In de lijn van zijn uitspraak van 20 maart 1998, nr. 96/6909 AAW/WAO, gepubliceerd in USZ 1998/165 en Rawb 98/129, is de Raad van oordeel dat een voorwaardelijke toestemming als waarvan hier sprake is, zich niet verdraagt met het karakter van een bepaling als artikel 8:64, vijfde lid, van de Awb.
2.3. Bovenstaande leidt tot de conclusie dat de aangevallen uitspraak, als zijnde in strijd met artikel 8:64, vijfde lid, van de Awb, niet rechtsgeldig tot stand is gekomen en derhalve voor vernietiging in aanmerking komt.
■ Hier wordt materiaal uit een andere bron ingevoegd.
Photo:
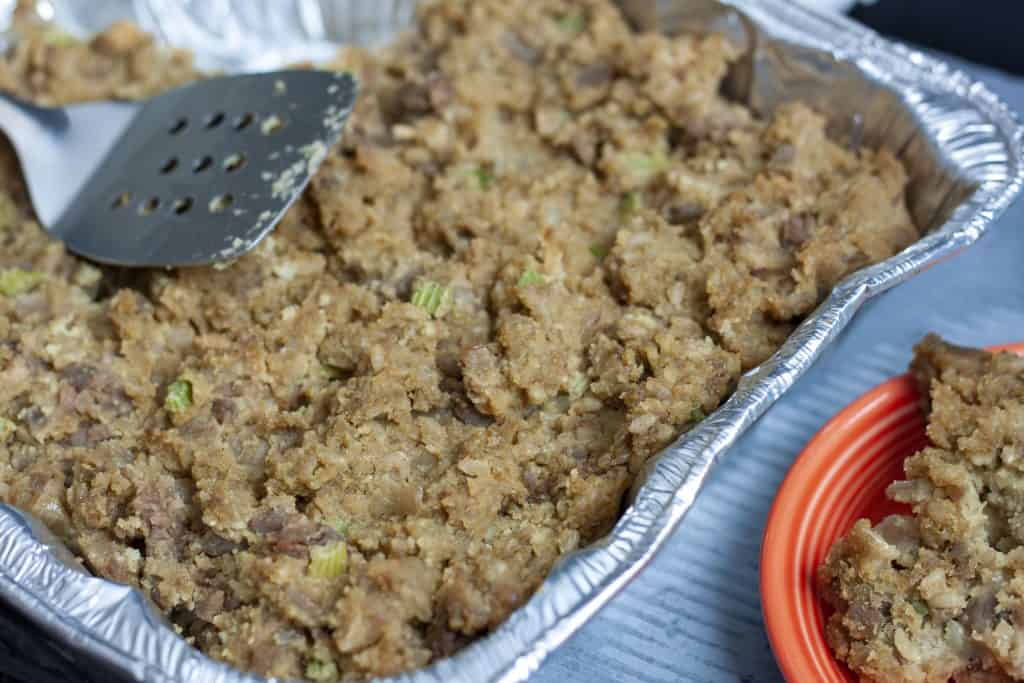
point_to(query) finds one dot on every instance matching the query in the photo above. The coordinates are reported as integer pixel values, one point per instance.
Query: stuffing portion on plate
(938, 595)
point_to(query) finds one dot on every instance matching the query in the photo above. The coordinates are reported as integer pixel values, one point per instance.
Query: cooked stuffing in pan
(546, 247)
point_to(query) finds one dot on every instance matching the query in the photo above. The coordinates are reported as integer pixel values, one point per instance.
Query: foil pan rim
(31, 573)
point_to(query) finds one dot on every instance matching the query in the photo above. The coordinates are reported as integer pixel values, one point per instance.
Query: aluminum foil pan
(965, 151)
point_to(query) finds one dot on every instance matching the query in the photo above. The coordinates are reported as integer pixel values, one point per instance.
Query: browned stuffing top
(546, 247)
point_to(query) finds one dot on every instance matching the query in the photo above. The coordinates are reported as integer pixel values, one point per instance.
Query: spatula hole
(148, 206)
(182, 206)
(202, 164)
(233, 163)
(221, 203)
(272, 124)
(215, 120)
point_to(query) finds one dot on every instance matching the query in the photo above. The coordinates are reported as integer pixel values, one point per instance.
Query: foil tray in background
(965, 151)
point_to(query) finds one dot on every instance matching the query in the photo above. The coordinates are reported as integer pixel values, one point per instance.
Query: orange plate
(840, 477)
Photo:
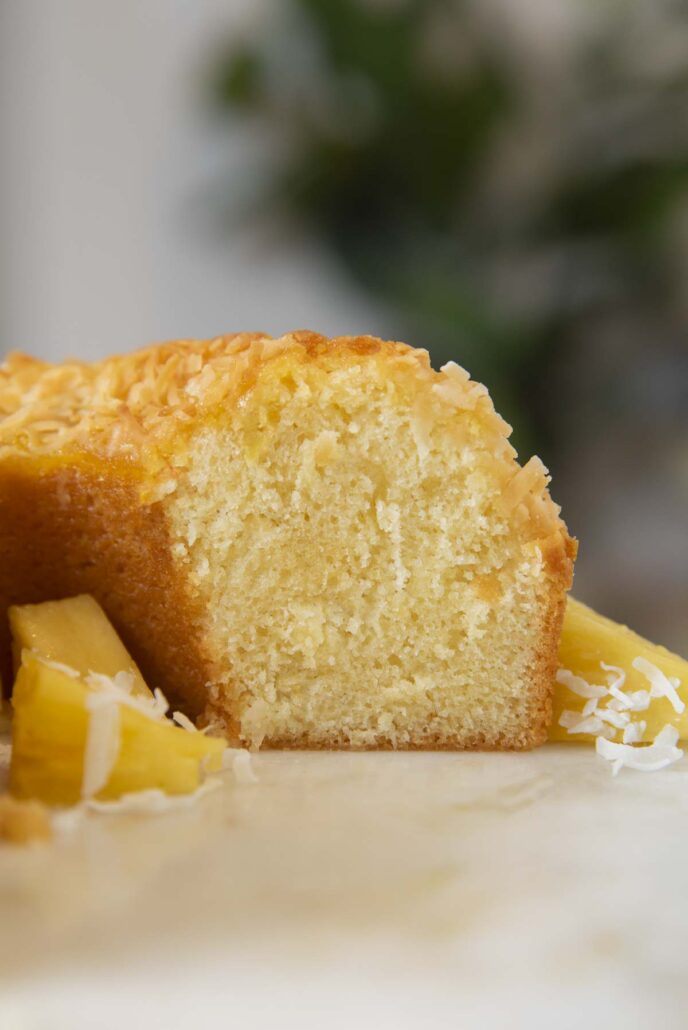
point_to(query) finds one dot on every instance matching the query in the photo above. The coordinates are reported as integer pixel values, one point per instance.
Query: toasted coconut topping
(137, 409)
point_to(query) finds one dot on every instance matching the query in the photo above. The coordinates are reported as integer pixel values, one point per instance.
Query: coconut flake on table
(144, 802)
(239, 761)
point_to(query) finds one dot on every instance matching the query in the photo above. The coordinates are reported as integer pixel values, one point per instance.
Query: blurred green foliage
(503, 201)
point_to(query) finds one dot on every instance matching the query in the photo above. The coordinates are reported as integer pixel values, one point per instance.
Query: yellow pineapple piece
(588, 641)
(64, 750)
(75, 632)
(23, 822)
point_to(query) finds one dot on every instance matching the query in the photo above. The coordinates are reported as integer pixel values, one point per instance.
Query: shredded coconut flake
(633, 731)
(102, 746)
(573, 722)
(618, 719)
(660, 685)
(580, 686)
(118, 689)
(658, 755)
(60, 666)
(616, 680)
(183, 721)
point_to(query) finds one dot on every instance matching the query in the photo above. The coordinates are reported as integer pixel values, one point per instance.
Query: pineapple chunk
(75, 632)
(23, 822)
(589, 639)
(52, 727)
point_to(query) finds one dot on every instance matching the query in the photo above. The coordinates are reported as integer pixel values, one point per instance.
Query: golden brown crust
(75, 530)
(88, 452)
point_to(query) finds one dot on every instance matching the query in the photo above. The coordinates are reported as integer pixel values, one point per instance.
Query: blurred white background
(108, 156)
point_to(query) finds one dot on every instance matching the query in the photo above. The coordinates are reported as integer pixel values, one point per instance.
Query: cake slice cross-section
(309, 543)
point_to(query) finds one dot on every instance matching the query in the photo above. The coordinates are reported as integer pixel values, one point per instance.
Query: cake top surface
(138, 409)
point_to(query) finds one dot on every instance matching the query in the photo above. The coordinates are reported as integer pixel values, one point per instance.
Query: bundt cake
(311, 543)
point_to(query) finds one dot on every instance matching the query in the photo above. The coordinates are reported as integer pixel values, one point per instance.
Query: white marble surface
(369, 890)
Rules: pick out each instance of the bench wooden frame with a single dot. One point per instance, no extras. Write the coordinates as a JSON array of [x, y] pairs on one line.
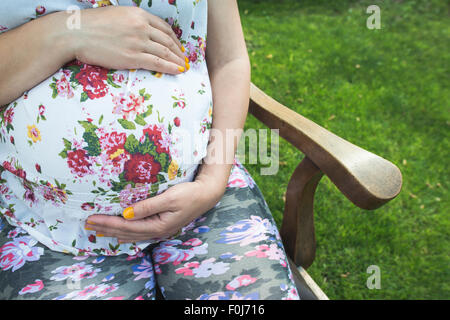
[[366, 179]]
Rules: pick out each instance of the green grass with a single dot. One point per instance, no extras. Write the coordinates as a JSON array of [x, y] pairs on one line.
[[386, 91]]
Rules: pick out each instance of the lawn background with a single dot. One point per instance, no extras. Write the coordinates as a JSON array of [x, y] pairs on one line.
[[386, 91]]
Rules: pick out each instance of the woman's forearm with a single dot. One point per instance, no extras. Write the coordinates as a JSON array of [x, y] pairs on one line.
[[231, 88], [32, 52]]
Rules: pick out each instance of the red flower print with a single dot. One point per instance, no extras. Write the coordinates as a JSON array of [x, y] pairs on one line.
[[8, 116], [41, 109], [156, 135], [78, 162], [93, 78], [40, 10], [87, 206], [178, 31], [142, 169]]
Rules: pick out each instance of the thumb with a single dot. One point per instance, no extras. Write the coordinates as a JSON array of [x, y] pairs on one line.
[[148, 207]]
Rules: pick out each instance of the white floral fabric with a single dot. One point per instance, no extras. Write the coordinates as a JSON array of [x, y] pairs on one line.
[[90, 140]]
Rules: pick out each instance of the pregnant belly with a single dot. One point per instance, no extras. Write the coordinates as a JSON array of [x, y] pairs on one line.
[[93, 138]]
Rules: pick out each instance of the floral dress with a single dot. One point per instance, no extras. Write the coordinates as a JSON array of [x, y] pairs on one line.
[[92, 140]]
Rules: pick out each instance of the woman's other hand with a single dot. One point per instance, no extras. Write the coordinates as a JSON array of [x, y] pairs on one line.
[[126, 37]]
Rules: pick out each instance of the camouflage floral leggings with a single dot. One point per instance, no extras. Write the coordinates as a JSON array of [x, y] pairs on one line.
[[233, 251]]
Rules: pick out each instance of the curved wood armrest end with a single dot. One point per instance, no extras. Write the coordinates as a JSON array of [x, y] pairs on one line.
[[368, 180]]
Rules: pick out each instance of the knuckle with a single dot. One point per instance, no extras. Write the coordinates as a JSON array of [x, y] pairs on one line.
[[166, 53], [157, 62]]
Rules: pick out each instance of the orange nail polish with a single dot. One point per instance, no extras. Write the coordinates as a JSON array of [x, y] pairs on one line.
[[128, 213]]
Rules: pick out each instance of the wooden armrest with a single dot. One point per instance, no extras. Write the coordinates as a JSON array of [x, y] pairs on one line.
[[366, 179]]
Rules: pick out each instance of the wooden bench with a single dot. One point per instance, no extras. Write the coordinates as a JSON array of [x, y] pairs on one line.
[[366, 179]]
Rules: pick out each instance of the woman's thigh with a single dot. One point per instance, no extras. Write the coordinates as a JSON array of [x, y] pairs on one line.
[[233, 251], [29, 270]]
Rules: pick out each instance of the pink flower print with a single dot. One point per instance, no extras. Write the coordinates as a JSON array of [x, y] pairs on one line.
[[128, 106], [91, 291], [229, 295], [8, 116], [79, 163], [247, 231], [64, 88], [15, 253], [143, 270], [239, 178], [38, 285], [241, 281], [188, 268], [292, 293], [75, 272], [41, 109], [169, 252]]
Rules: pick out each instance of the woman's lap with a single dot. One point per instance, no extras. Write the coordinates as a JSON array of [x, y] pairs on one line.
[[231, 252]]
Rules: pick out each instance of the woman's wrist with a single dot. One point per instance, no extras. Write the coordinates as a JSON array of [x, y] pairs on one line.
[[214, 179]]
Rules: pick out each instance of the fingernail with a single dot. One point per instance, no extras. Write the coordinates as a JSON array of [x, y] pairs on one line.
[[128, 213]]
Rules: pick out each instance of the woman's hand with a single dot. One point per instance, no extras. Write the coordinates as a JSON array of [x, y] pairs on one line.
[[126, 37], [161, 216]]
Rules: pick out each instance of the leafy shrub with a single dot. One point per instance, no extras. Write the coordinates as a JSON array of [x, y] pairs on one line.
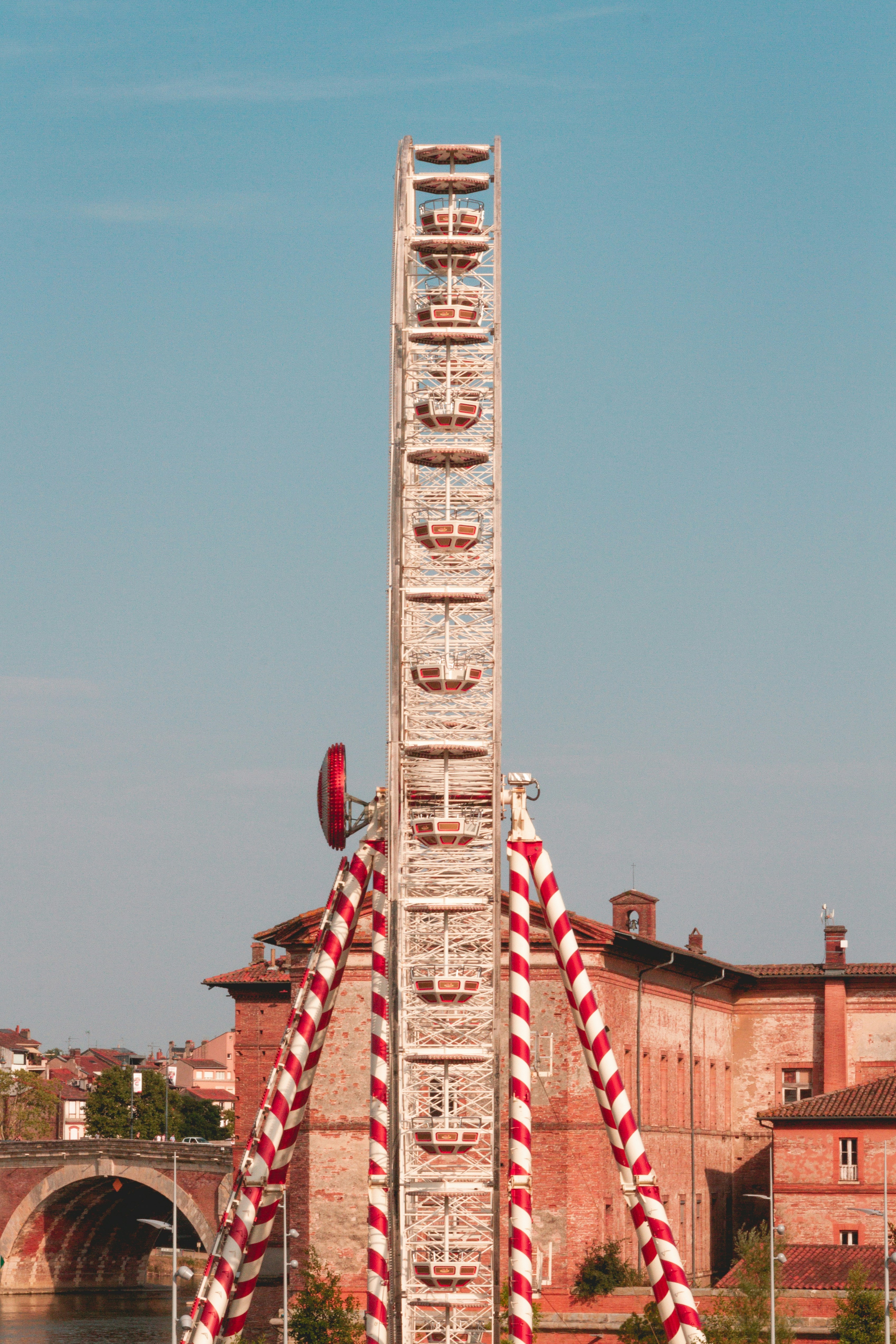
[[601, 1271], [320, 1314], [27, 1105], [644, 1327], [741, 1316], [860, 1318]]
3. Nu de zaak naar het oordeel van de Raad geen nadere behandeling door de rechtbank behoeft, zal de Raad de zaak zonder terugverwijzing afdoen.
3.1. De vraag of gedaagde appellant terecht en op goede gronden heeft geplaatst in de functie van Medewerker Financieel Beheer B beantwoordt de Raad, evenals de rechtbank, bevestigend.
3.2. De Raad onderschrijft gedaagdes standpunt dat appellants oude functie 36.11 in de nieuwe organisatie (nagenoeg) ongewijzigd terugkomt in de functie van medewerker financieel beheer B. De plaatsing van appellant in die functie is derhalve in overeenstemming met het bepaalde in artikel 8, eerste lid, van het Sociaal Statuut.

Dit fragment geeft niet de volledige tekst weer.